Anfängliche FCF-Dominanz belohnt

Ab Spielbeginn dominierten fast 20 Minuten lang voll die Höfner, und mit einer einzigen Ausnahme waren ausnahmslos sie in der Vorwärtsbewegung. So war denn auch ihr Führungstreffer die Folge ihrer Überlegenheit und logisch: Bankovic traf mit einem Freistossball aus 30 Metern, unerreichbar für Bazenheid’s Torhüter Gähwiler, in dessen rechtes oberes Dreieck. Nach seinem erst zweiten Vorstoss mit guter Tormöglichkeit fand Bazenheid danach auch ins Spiel. Dabei schien es, dass Freienbach nicht mehr so offensiv wie anfänglich operierte und möglichweise den Gastgebern damit zusätzlich entgegen kam. Weil die St. Galler auch eine Riesenchance nicht nutzen konnten und die Höfner weiterhin diszipliniert verteidigten, blieb es bei deren (nicht unbedingt) verdienten Pausenführung.
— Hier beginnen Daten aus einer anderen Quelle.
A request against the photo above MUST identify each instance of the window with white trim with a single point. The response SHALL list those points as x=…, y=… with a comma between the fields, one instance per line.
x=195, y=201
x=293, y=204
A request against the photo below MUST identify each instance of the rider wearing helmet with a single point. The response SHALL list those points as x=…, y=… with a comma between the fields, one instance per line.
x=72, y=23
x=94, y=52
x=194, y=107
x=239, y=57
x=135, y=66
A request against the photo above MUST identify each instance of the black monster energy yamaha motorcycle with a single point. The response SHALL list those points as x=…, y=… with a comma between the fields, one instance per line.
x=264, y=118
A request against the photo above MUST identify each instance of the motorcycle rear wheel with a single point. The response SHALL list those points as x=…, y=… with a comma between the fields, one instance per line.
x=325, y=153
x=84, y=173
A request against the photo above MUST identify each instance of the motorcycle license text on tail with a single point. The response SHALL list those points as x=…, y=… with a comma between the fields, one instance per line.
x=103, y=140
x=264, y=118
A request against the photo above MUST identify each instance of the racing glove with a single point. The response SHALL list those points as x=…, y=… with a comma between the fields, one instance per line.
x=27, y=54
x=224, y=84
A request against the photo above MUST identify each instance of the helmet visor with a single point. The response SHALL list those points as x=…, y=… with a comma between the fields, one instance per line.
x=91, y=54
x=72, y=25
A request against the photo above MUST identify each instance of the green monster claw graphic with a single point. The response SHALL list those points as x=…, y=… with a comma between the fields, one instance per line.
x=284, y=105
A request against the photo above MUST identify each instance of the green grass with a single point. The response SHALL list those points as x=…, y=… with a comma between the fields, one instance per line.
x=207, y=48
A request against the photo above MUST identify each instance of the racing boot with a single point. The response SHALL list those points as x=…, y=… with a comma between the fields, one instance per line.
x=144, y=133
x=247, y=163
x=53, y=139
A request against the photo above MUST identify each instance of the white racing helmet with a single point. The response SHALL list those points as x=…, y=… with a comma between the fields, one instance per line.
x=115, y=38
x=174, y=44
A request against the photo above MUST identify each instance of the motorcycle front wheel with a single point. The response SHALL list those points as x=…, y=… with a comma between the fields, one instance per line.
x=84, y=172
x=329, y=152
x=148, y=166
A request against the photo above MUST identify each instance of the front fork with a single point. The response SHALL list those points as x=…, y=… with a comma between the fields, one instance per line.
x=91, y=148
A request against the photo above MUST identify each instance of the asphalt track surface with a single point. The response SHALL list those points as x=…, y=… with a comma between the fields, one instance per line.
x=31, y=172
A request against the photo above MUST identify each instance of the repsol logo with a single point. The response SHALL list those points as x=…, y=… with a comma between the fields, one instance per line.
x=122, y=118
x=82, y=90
Die St. Galler ohne Abschlussvermögen

In der zweiten Hälfte war Bazenheid nun mehr im Vorwärtsgang und erarbeitete sich auch vermehrt Tormöglichkeiten. Das Spiel war nun vorwiegend  von Kampf geprägt und hatte eher Cupcharakter. Raffaele Perna  - er ist im Moment doch meilenweit von der Form seiner besten Tage entfernt -  fiel eigentlich nur einmal, aber schlussendlich entscheidend, positiv auf: Mit seiner prächtigen Direktabnahme vom Sechzehnereck aus traf er über Gähwiler hinweg in dessen Gehäuse. Das drückende Bazenheid kam anschlissend wohl noch zu guten Möglichkeiten  -  aber nicht zu einem zählenden Abschluss und Anschlusstreffer, der die Partie nochmals spannend(er) hätte machen können. So blieb es beim wichtigen Startsieg für die Höfner  -  einzig getrübt wieder durch, anscheinend unbelehrbar in dieser Unsitte, wiederholtes Reklamieren und (kontraproduktiver) Verwarnungsfolge.
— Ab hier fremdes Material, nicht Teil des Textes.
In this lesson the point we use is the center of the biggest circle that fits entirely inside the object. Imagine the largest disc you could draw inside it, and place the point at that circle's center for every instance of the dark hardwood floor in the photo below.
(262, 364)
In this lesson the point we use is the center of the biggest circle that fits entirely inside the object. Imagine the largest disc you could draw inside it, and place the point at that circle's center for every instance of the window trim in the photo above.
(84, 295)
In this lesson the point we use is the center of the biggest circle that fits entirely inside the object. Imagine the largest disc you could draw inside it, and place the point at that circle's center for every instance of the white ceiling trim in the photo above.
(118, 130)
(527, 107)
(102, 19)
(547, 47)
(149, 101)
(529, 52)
Bazenheid – Freienbach 0:2 (0:1).

Ifang. 150 Zuschauer. SR: Kaj Augstburger.
Tore: 6. Bankovic 0:1. 67. Perna 0:2.
Bazenheid: Gähwiler; Györky, Früh, Titaro, Dilsiz, Ramada (65. Cengiz), Gebert, Kuhn, Mlinaric (78. Gregoric), Gomes (46. Farkas), Schneider.
Freienbach: Dabic; Stumpo (74. Maurer), Ribeiro, Di Dio, Desole (67. Constancio); Döttling (92. Prskalo), Iseni, Fischer, Bankovic; Perna, Gavric.
Bemerkungen: Freienbach ohne Hoxhaj (gesperrt), Egger und Straub (beide beruflich), Matt und Museshabanaj (beide abwesend) sowie Bajrami (nicht im Aufgebot). Verwarnungen: 37. Desole (Foul), 85. Gavric (Reklamieren). 90. Döttling (Reklamieren).